A farmer drives a Claas KGaA Axion 820 tractor, fitted with John Deere & Co. Greenstar 2630, Amazonen-Werke H Dreyer GmbH GPS Switch and Amatron terminals, through a field of wheat at Thrales End Farm near Harpenden, U.K., on Monday June 6, 2016. German chemical company Bayer AG cited the growth in such digitally assisted farming as a key reason for its $62 billion bid for Monsanto Co., which has become a leading provider of analytics used by growers. Photographer: Luke MacGregor/Bloomberg
© Bloomberg

Bayer is bracing itself for tough regulatory scrutiny of its $66bn deal to acquire Monsanto, which will transform the German aspirin-to-chemicals conglomerate into the world’s biggest supplier of seeds and crop sprays to farmers.

The all-cash transaction announced on Wednesday ends four months of negotiations between the two companies, after Bayer raised an opening bid of $122 for each Monsanto share in May at least three times to clinch the takeover at $128.

Hugh Grant, Monsanto chief executive, stands to collect more than $135m* following the sale, according to the US company’s latest annual report, with a large amount of that sum coming from the vesting of shares and options the long-serving manager holds, as well as a severance package if he leaves as a result of the deal.

But the transaction comes with regulators already trying to digest the tie-up agreed last year between Dow Chemical and DuPont, and ChemChina’s acquisition of Switzerland’s Syngenta this year. The three megadeals would reduce the number of global players in the agribusiness sector from six to four.

Consolidation has been driven by a global grain glut that has pushed down crop prices and hurt farm incomes, leading to reduced investment in agricultural inputs such as fertilisers and sprays.

But some farmers’ groups worry that the deals will reduce competition and innovation and ultimately lead to higher prices for seeds and chemicals.

The Bayer-Monsanto transaction includes a $2bn break-fee payable by the German company to its US rival should it walk away from the agreement, or if the deal gets blocked by regulators, underscoring the significant risk the takeover faces from competition authorities.

Werner Baumann, Bayer chief executive, said the companies would need to file in about 30 jurisdictions for the deal, and acknowledged that it would need the approval of regulators in the US, Canada, Brazil and the EU.

Bayer’s proposed acquisition of Monsanto values the target at $66bn including debt. Monsanto’s equity value is about $57bn.

The transaction ranks as the largest all-cash deal ever attempted and biggest overseas acquisition of a US company.

Bayer and Monsanto are anticipating cost savings worth $1.5bn within three years of the deal. The German company will pay for its US rival by raising $19bn in equity through a rights issue and convertible bonds, and the remainder by issuing debt.

Bayer is securing $57bn in bridge financing from Bank of America, Credit Suisse, Goldman Sachs, HSBC and JPMorgan.

Bayer’s net debt is expected to rise to a relatively high four times earnings before interest, tax, depreciation and amortisation after the deal, but the German company stressed it would seek to retain its investment-grade credit rating.

The takeover of Monsanto, which is the leading developer of genetically modified seeds and a company consistently identified as one of the most hated corporations globally, is expected to attract intense political interest.

Europe has traditionally been opposed to the adoption and consumption of GM crops, and the EU has strict rules on the import and export of genetically engineered foods.

But both Bayer and Monsanto played down the antitrust risks associated with the deal, arguing that the two companies had little regional or customer overlap.

Mr Baumann said any regulatory hurdles for the takeover of Monsanto should be “manageable”. Mr Grant added: “There is very little overlap between the companies.”

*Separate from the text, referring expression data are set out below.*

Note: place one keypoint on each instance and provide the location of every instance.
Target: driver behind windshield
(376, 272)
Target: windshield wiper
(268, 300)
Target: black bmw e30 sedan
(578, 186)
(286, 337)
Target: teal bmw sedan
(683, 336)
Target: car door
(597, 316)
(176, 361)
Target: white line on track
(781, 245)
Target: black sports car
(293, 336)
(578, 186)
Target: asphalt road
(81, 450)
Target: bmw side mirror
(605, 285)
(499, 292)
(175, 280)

However, there is a big risk that European regulators could veto the deal. “Considering how the EU is seen right now, Brussels will be under pressure to show itself as a champion of consumer rights,” said one person close to the deal.

Scrutiny is expected to be intense in the US. Chuck Grassley, chairman of the Senate judiciary committee, has called a hearing for later this month on all the megadeals. “Iowa farmers who I’ve spoken with are worried about rising input costs, especially in an increasingly weak agriculture economy,” he said.

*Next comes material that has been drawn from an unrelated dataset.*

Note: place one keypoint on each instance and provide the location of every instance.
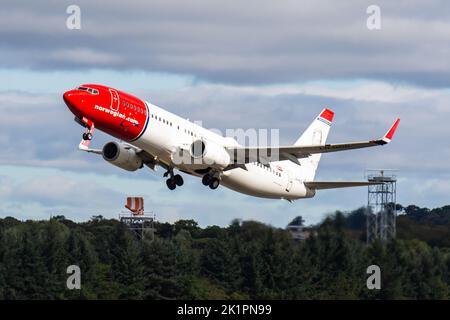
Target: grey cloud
(235, 42)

Jeremy Redenius, analyst at Bernstein, said there was only a 50 per cent probability that the Bayer-Monsanto deal would complete. “We expect significant antitrust and political hurdles,” he said.

In New York on Wednesday, Monsanto’s shares were trading at a substantial discount to Bayer’s offer price, implying investors are sceptical the deal will go through. The stock was up 0.9 per cent at $107.01. Bayer’s shares closed up 0.3 per cent at €93.55 in Frankfurt.

Asked about Mr Grant’s future, Mr Baumann said no personnel decisions had been taken.

Additional reporting by David Lynch in Washington

* An earlier version of this story said Mr Grant could make more than $226m from the deal. This did not take into account the sum he would have to pay to exercise his share options.